Размер шрифта
-
+

Миссия «Двойник» - стр. 23

…Тяжелое полотно двустворчатых ворот конюшни с грохотом отворилось, и из проема выметнулись три всадника. Кое-как взнузданные лошади испуганно шарахались, не очень-то слушаясь седоков. Пахомову стоило огромных усилий хотя бы немного усмирить перепуганных животных, поскольку в случае пожара конь обычно скорее сгорит заживо, чем выйдет из горящей конюшни! Титаренко с Белогорцевой, нахлестывая лошадей, перемахнули через невысокую изгородь и, прикрываясь обильными клубами дыма, ползущими от горящего стога соломы, устремились к опушке леса. Лошади, похоже, с удовольствием оставляли позади страшную усадьбу, где грохотали выстрелы и начинал бушевать огонь…

…Пахомов на пару секунд задержался, заставляя своего коня подскочить чуть ли не вплотную к автобусу, уже щеголявшему обильной россыпью дырок от пуль.

– Чай кончился, ребята, один лимон остался! – Поп взмахнул рукой, и ребристая лимонка влетела сквозь разбитое стекло внутрь автобуса. Не дожидаясь, когда грохнет разрыв, всадник вслепую дал очередь по бестолково засуетившимся немцам, пытавшимся не то укрыться, не то срезать всадника, не то поймать лошадь вместе с кавалеристом, и рванул вслед за подрывником и связисткой… Вслед понеслись беспорядочные выстрелы и взревели мотоциклы, явно намереваясь кинуться в погоню.

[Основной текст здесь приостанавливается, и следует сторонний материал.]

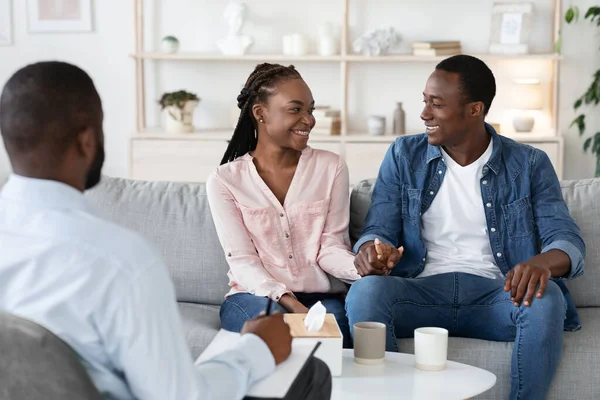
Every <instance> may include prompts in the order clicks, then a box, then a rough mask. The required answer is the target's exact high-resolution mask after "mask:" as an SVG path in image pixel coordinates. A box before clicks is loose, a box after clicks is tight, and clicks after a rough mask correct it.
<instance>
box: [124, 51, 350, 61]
mask: <svg viewBox="0 0 600 400" xmlns="http://www.w3.org/2000/svg"><path fill="white" fill-rule="evenodd" d="M131 57H133V58H138V59H142V60H171V61H265V62H267V61H322V62H339V61H341V60H342V57H341V56H327V57H325V56H319V55H316V54H315V55H305V56H286V55H284V54H246V55H243V56H225V55H222V54H211V53H175V54H168V53H139V54H131Z"/></svg>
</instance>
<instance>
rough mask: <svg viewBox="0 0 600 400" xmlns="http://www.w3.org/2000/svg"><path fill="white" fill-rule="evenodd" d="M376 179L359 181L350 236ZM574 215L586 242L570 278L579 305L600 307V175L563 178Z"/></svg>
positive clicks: (573, 293) (365, 205) (354, 203)
mask: <svg viewBox="0 0 600 400" xmlns="http://www.w3.org/2000/svg"><path fill="white" fill-rule="evenodd" d="M374 184H375V180H374V179H369V180H364V181H362V182H359V183H358V184H357V185H356V186H355V187H354V189H353V190H352V194H351V195H350V239H351V240H352V244H353V245H354V243H356V241H357V240H358V239H359V238H360V233H361V231H362V227H363V223H364V220H365V217H366V216H367V212H368V211H369V206H370V205H371V194H372V193H373V186H374ZM561 188H562V193H563V196H564V198H565V201H566V203H567V206H568V207H569V212H570V213H571V216H572V217H573V219H574V220H575V222H576V223H577V225H578V226H579V228H580V230H581V234H582V237H583V240H584V241H585V244H586V257H585V273H584V276H583V277H580V278H578V279H574V280H572V281H568V282H567V286H568V287H569V290H570V291H571V295H572V296H573V301H574V302H575V305H576V306H577V307H600V290H598V288H600V200H599V199H600V179H582V180H576V181H563V182H561Z"/></svg>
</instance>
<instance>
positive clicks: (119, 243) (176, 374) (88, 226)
mask: <svg viewBox="0 0 600 400" xmlns="http://www.w3.org/2000/svg"><path fill="white" fill-rule="evenodd" d="M102 121H103V111H102V103H101V100H100V97H99V95H98V93H97V91H96V88H95V86H94V84H93V82H92V79H91V78H90V77H89V76H88V75H87V74H86V73H85V72H84V71H83V70H81V69H80V68H78V67H76V66H73V65H70V64H67V63H62V62H41V63H36V64H32V65H28V66H26V67H24V68H22V69H20V70H19V71H17V72H16V73H15V74H14V75H13V76H12V77H11V78H10V79H9V80H8V82H7V83H6V85H5V87H4V89H3V91H2V95H1V97H0V131H1V133H2V137H3V139H4V144H5V147H6V150H7V152H8V155H9V158H10V161H11V164H12V167H13V171H14V174H13V175H11V177H10V179H9V181H8V182H7V183H6V185H5V186H4V187H3V188H2V190H1V192H0V311H4V312H9V313H11V314H15V315H17V316H20V317H22V318H26V319H30V320H32V321H33V322H36V323H38V324H40V325H42V326H44V327H45V328H47V329H48V330H50V331H51V332H52V333H54V334H55V335H57V336H58V337H59V338H61V339H62V340H63V341H65V342H66V343H67V344H68V345H70V346H71V347H72V348H73V349H74V350H75V352H76V353H77V354H78V356H79V357H80V359H81V362H82V363H83V365H84V367H85V368H86V370H87V372H88V374H89V375H90V377H91V379H92V381H93V382H94V384H95V385H96V387H97V388H98V390H99V391H100V392H101V393H102V394H103V395H104V396H105V397H107V398H111V399H133V398H136V399H161V400H163V399H177V400H179V399H240V398H242V397H243V396H244V395H245V393H246V392H247V389H248V388H249V387H250V386H251V385H252V384H253V383H254V382H256V381H258V380H260V379H262V378H264V377H266V376H267V375H269V374H271V373H272V372H273V370H274V369H275V365H276V364H279V363H281V362H282V361H284V360H285V359H286V358H287V357H288V356H289V354H290V351H291V340H292V339H291V336H290V330H289V327H288V326H287V325H286V324H285V322H284V321H283V316H282V315H281V314H278V315H273V316H270V317H261V318H258V319H255V320H251V321H248V323H247V325H246V326H245V327H244V330H243V333H244V335H243V337H242V339H241V342H240V344H239V345H238V346H237V347H236V348H235V349H233V350H231V351H229V352H226V353H224V354H221V355H219V356H217V357H215V358H214V359H212V360H209V361H206V362H204V363H197V364H196V365H193V363H192V360H191V359H190V353H189V349H188V348H187V346H186V344H185V341H184V336H183V331H182V326H181V321H180V317H179V314H178V310H177V306H176V302H175V293H174V289H173V286H172V283H171V280H170V277H169V275H168V274H167V270H166V267H165V265H164V264H163V262H162V260H161V259H160V257H159V255H158V254H157V253H156V251H155V250H154V249H153V248H152V247H151V246H149V245H148V243H146V241H145V240H143V239H142V238H141V237H140V236H139V235H137V234H135V233H133V232H130V231H128V230H126V229H123V228H121V227H118V226H116V225H114V224H112V223H109V222H106V221H103V220H101V219H99V218H98V217H96V216H95V215H94V214H93V211H92V209H91V207H90V206H89V205H88V204H87V201H86V199H85V198H84V196H83V192H84V191H85V190H86V189H89V188H91V187H93V186H95V185H96V184H97V183H98V182H99V181H100V176H101V168H102V164H103V161H104V148H103V143H104V134H103V130H102ZM34 379H35V378H34ZM292 388H293V389H294V390H293V393H291V396H290V397H289V398H294V399H296V398H297V399H305V398H309V399H327V398H329V396H330V392H331V375H330V373H329V370H328V368H327V366H326V365H325V364H324V363H323V362H322V361H320V360H317V359H314V358H313V359H311V360H310V361H309V363H308V364H307V367H306V368H305V370H304V371H303V373H301V375H300V376H299V377H298V379H297V381H296V382H295V383H294V386H292Z"/></svg>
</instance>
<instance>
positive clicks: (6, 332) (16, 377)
mask: <svg viewBox="0 0 600 400" xmlns="http://www.w3.org/2000/svg"><path fill="white" fill-rule="evenodd" d="M0 349H1V356H0V400H14V399H27V400H47V399H61V400H102V396H101V395H100V393H99V392H98V390H97V389H96V387H95V386H94V384H93V383H92V381H91V379H90V377H89V376H88V374H87V372H86V370H85V368H84V367H83V365H82V364H81V362H80V360H79V357H77V354H75V352H74V351H73V350H72V349H71V348H70V347H69V346H68V345H67V344H66V343H64V342H63V341H62V340H60V339H59V338H58V337H56V336H55V335H54V334H53V333H52V332H50V331H48V330H47V329H45V328H43V327H41V326H40V325H37V324H35V323H33V322H31V321H28V320H26V319H23V318H19V317H16V316H14V315H10V314H6V313H3V312H0Z"/></svg>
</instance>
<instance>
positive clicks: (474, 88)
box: [435, 54, 496, 115]
mask: <svg viewBox="0 0 600 400" xmlns="http://www.w3.org/2000/svg"><path fill="white" fill-rule="evenodd" d="M435 69H440V70H443V71H446V72H455V73H457V74H459V76H460V84H461V90H462V91H463V94H464V96H465V98H466V100H467V101H468V102H473V101H481V102H482V103H483V105H484V107H485V110H484V113H485V114H486V115H487V113H488V111H489V110H490V107H491V106H492V100H494V96H496V79H495V78H494V74H493V73H492V70H490V68H489V67H488V66H487V65H486V64H485V63H484V62H483V61H481V60H480V59H478V58H477V57H473V56H469V55H466V54H459V55H456V56H452V57H449V58H446V59H445V60H443V61H442V62H440V63H439V64H438V65H436V67H435Z"/></svg>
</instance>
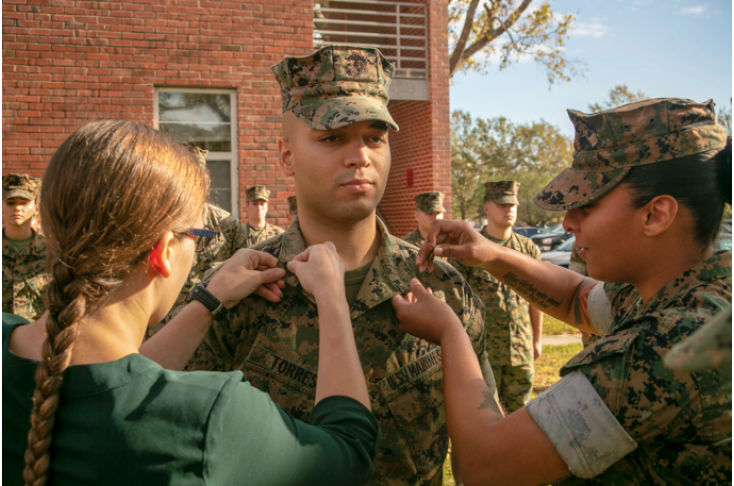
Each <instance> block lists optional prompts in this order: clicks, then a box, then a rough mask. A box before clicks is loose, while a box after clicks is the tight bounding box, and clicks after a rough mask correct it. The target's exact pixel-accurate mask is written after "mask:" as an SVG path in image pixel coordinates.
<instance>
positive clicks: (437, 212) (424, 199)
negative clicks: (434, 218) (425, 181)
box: [415, 191, 446, 213]
mask: <svg viewBox="0 0 734 486" xmlns="http://www.w3.org/2000/svg"><path fill="white" fill-rule="evenodd" d="M443 198H444V195H443V193H441V192H438V191H431V192H424V193H422V194H417V195H416V196H415V208H416V209H418V210H419V211H423V212H424V213H445V212H446V208H445V207H443Z"/></svg>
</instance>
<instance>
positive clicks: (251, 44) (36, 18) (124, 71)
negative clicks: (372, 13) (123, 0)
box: [2, 0, 313, 225]
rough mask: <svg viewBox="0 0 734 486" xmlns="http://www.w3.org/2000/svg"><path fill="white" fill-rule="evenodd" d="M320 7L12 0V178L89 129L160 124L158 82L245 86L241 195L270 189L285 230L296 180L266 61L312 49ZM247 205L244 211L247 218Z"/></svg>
mask: <svg viewBox="0 0 734 486" xmlns="http://www.w3.org/2000/svg"><path fill="white" fill-rule="evenodd" d="M312 5H313V4H312V1H311V0H269V1H268V2H262V0H260V1H258V0H237V1H235V0H233V1H229V2H227V1H198V0H166V1H161V0H127V1H124V2H122V1H119V2H118V1H99V2H97V1H74V0H4V1H3V17H2V24H3V173H6V172H16V171H19V172H28V173H30V174H32V175H41V174H42V172H43V169H44V168H45V166H46V164H47V163H48V160H49V158H50V156H51V154H52V153H53V152H54V150H55V149H56V147H57V146H58V145H59V144H60V143H61V141H62V140H63V139H64V138H66V136H67V135H68V134H69V133H71V132H73V131H74V130H75V129H76V128H78V127H79V126H81V125H83V124H84V123H86V122H88V121H90V120H94V119H103V118H129V119H134V120H137V121H140V122H142V123H146V124H148V125H151V126H152V125H153V103H154V96H153V95H154V87H166V86H173V87H189V88H207V87H212V88H232V89H236V90H237V112H238V142H239V144H238V149H239V184H238V186H239V187H238V191H239V194H240V200H241V201H244V191H245V189H246V187H248V186H250V185H252V184H253V183H255V182H256V181H257V182H258V183H264V184H267V185H268V186H270V188H271V190H272V194H273V196H274V197H273V198H272V199H271V203H270V207H271V208H270V209H271V211H270V213H271V215H272V216H274V217H275V218H276V221H275V222H276V223H277V224H282V225H285V224H287V211H288V207H287V203H286V200H285V198H286V196H288V195H290V194H293V183H292V180H290V179H286V178H285V176H283V174H282V173H281V172H280V170H279V169H278V167H277V164H276V157H277V152H276V149H277V144H276V142H275V140H276V136H277V134H278V133H279V131H280V113H281V111H280V93H279V90H278V87H277V83H276V82H275V80H274V79H273V77H272V75H271V74H270V70H269V68H268V67H269V66H270V65H272V64H275V63H277V62H278V61H280V60H281V59H282V57H283V56H284V55H285V54H286V53H287V54H289V55H302V54H307V53H309V52H311V50H312V42H313V40H312V32H313V23H312V16H313V12H312ZM244 213H245V211H244V205H243V204H240V216H241V217H242V218H243V219H246V215H245V214H244Z"/></svg>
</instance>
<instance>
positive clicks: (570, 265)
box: [568, 243, 599, 347]
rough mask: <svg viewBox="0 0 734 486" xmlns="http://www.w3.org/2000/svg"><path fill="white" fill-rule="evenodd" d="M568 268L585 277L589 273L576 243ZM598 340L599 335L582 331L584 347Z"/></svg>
mask: <svg viewBox="0 0 734 486" xmlns="http://www.w3.org/2000/svg"><path fill="white" fill-rule="evenodd" d="M568 269H569V270H573V271H574V272H576V273H578V274H580V275H583V276H584V277H587V276H588V275H589V274H588V272H587V271H586V261H584V259H583V258H581V257H580V256H579V247H578V246H577V245H576V244H575V243H574V245H573V246H572V247H571V257H570V258H569V263H568ZM598 340H599V336H595V335H593V334H588V333H585V332H582V333H581V342H582V343H583V345H584V347H586V346H590V345H591V344H593V343H595V342H597V341H598Z"/></svg>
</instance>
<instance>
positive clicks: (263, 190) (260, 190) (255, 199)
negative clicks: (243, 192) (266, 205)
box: [245, 186, 270, 202]
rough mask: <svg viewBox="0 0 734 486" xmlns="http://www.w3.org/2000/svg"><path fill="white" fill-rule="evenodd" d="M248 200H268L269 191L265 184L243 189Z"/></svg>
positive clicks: (266, 201) (268, 200)
mask: <svg viewBox="0 0 734 486" xmlns="http://www.w3.org/2000/svg"><path fill="white" fill-rule="evenodd" d="M245 194H246V195H247V200H248V201H258V200H263V201H265V202H268V201H270V199H269V198H270V191H269V190H268V188H267V187H265V186H252V187H248V188H247V190H246V191H245Z"/></svg>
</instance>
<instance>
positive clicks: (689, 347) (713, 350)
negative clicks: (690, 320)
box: [665, 307, 731, 371]
mask: <svg viewBox="0 0 734 486" xmlns="http://www.w3.org/2000/svg"><path fill="white" fill-rule="evenodd" d="M665 365H666V366H667V367H668V368H670V369H674V370H684V371H696V370H707V369H712V368H720V367H722V366H726V365H729V366H731V307H729V309H726V310H724V311H723V312H720V313H719V314H717V315H716V316H715V317H714V318H713V319H712V320H711V321H710V322H708V323H706V324H705V325H704V326H703V327H702V328H701V329H699V330H698V331H696V332H694V333H693V335H691V337H689V338H687V339H684V340H683V341H682V342H680V343H678V344H676V345H675V346H673V349H671V350H670V352H669V353H668V354H666V355H665Z"/></svg>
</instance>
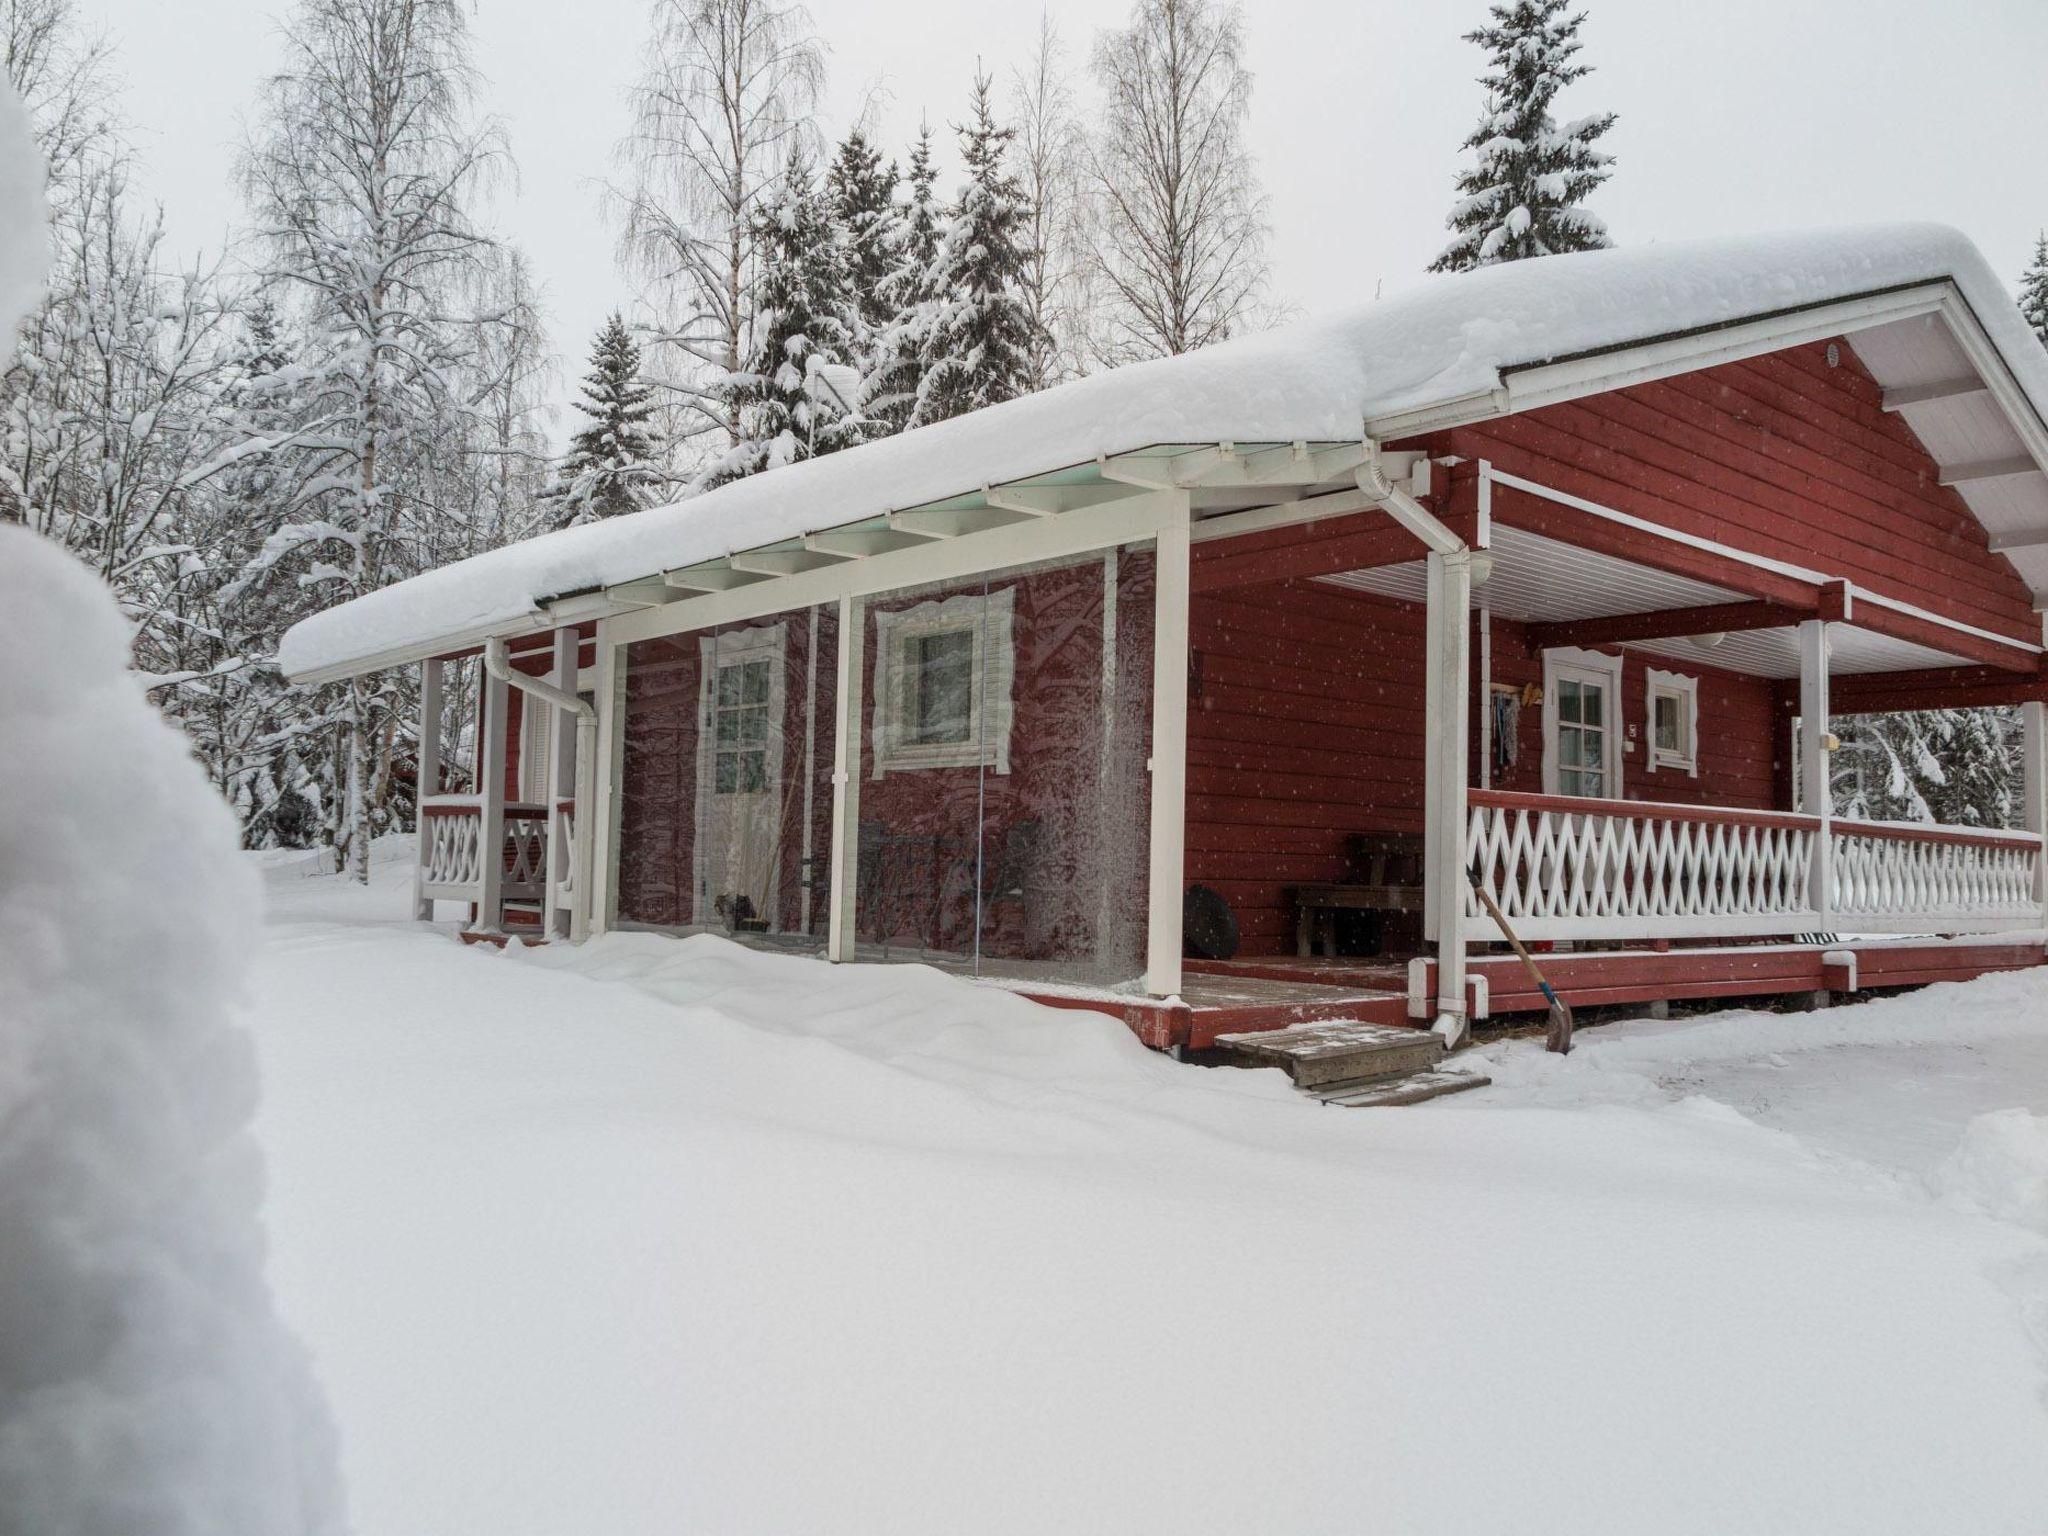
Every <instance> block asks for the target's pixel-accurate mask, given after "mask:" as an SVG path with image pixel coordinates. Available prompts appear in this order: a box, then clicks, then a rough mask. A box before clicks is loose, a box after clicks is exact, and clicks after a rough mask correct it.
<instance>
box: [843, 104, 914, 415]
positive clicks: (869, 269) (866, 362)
mask: <svg viewBox="0 0 2048 1536" xmlns="http://www.w3.org/2000/svg"><path fill="white" fill-rule="evenodd" d="M899 180H901V178H899V174H897V168H895V162H887V164H885V162H883V156H881V152H879V150H877V147H874V145H872V143H868V135H866V133H864V131H862V129H860V127H856V129H854V131H852V133H848V135H846V141H844V143H840V152H838V156H834V160H831V170H829V172H827V174H825V195H827V199H829V201H831V217H834V221H836V223H838V229H840V250H842V254H844V260H846V299H848V324H850V326H852V358H850V360H852V365H854V367H856V369H860V377H862V393H864V397H866V395H868V393H877V395H879V393H881V389H883V383H881V381H883V375H887V373H889V360H891V358H889V352H891V344H889V342H891V338H889V332H891V328H893V326H895V291H893V289H895V274H897V266H899V264H901V262H903V244H905V229H903V209H901V207H899V205H897V195H895V193H897V182H899Z"/></svg>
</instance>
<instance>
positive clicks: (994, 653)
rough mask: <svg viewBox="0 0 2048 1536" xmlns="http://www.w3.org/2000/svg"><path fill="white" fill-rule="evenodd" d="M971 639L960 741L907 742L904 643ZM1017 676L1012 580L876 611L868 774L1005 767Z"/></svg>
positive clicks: (1012, 716)
mask: <svg viewBox="0 0 2048 1536" xmlns="http://www.w3.org/2000/svg"><path fill="white" fill-rule="evenodd" d="M944 633H969V635H973V637H975V653H973V678H971V686H969V707H967V739H965V741H918V743H911V741H905V739H903V735H905V733H903V725H905V721H903V707H905V702H907V700H909V698H911V696H913V690H911V686H909V684H911V666H909V659H907V651H909V645H911V643H913V641H918V639H924V637H928V635H944ZM1014 680H1016V586H1006V588H997V590H995V592H989V594H987V596H983V594H981V592H963V594H958V596H952V598H934V600H930V602H920V604H913V606H909V608H895V610H874V707H872V719H870V739H872V741H874V768H872V770H870V778H883V776H885V774H901V772H915V770H920V768H977V766H981V768H991V770H993V772H997V774H1008V772H1010V723H1012V719H1014V711H1016V705H1014V698H1012V692H1014V686H1012V684H1014Z"/></svg>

Пахомов уже почти догнал товарищей, и тут сквозь рев мотоциклетных двигателей простучал пулемет и лошадь под Белогорцевой вдруг издала ржание, скорее похожее на визг, и грузно грохнулась оземь. Лиза едва успела соскользнуть и растерянно заметалась, потом метнулась к лесу, но в следующее мгновение поняла, что от мотоциклов ей не уйти, и вновь застыла на месте… Копыта пахомовской лошади взметнулись едва ли не у самого залитого бледностью и ужасом лица, и Лиза, стряхивая оцепенение, услышала взбешенный крик Пахомова: «Мать-перемать… прыгай!!!» Белогорцева неуклюже подпрыгнула, одна рука Попа бесцеремонно рванула ее за пояс, помогая сесть позади всадника, а вторая уже яростно нахлестывала коня…

Немецкий мотоцикл привык к хорошим автобанам и ухоженным дорогам проселков, а вот к езде по вспаханному полю даже мощный армейский «Цундап» относится как к грубому насилию и издевательству. Мотоциклы сначала слегка увязли, а потом уже, обиженно взревев, дернулись раз-другой и вовсе заглохли.

…Вслед за солдатами в дом торопливо вбежал «штатский», увидел мертвого парашютиста, перевел злобный взгляд на второго, оказавшегося в доме, – солдаты уже скрутили пожилого хозяина явки русских диверсантов, под глазом поляка стремительно расплывался огромный кровоподтек.

– Где?! – в голосе гестаповца плескалось и явно перехлестывало через край бешенство. Он подскочил к пленнику и наотмашь ударил его по лицу. Поляк испуганно дернулся и запричитал, пытаясь закрыться руками, за которые его крепко держали солдаты.

– Пан оффициэр, эти русские силой ворвались в мой дом! Богом клянусь, я ни в чем не виноват!! О матка боска, пся крев…

– Отпустите его… Где они?!

– Пан оффициэр, они ушли подземным ходом! Их пятеро… Вон там, в углу кухни, люк… А из подвала – ход, можно до самой околицы… – поляк устало повел рукой, словно хотел вытереть вспотевший от ужаса пот, и вдруг пальцы его метнулись к воротнику пиджака – а в следующее мгновение гестаповец понял, что совершил непростительную, преступную глупость! Какая поистине дурацкая самоуверенность, ну как же он мог так недооценить этого проклятого поляка?! Развесил уши: «пан оффициэр», а эта хромая сволочь оставила нас с носом!.. И что теперь писать в рапорте, дьявол бы сожрал этих русских?!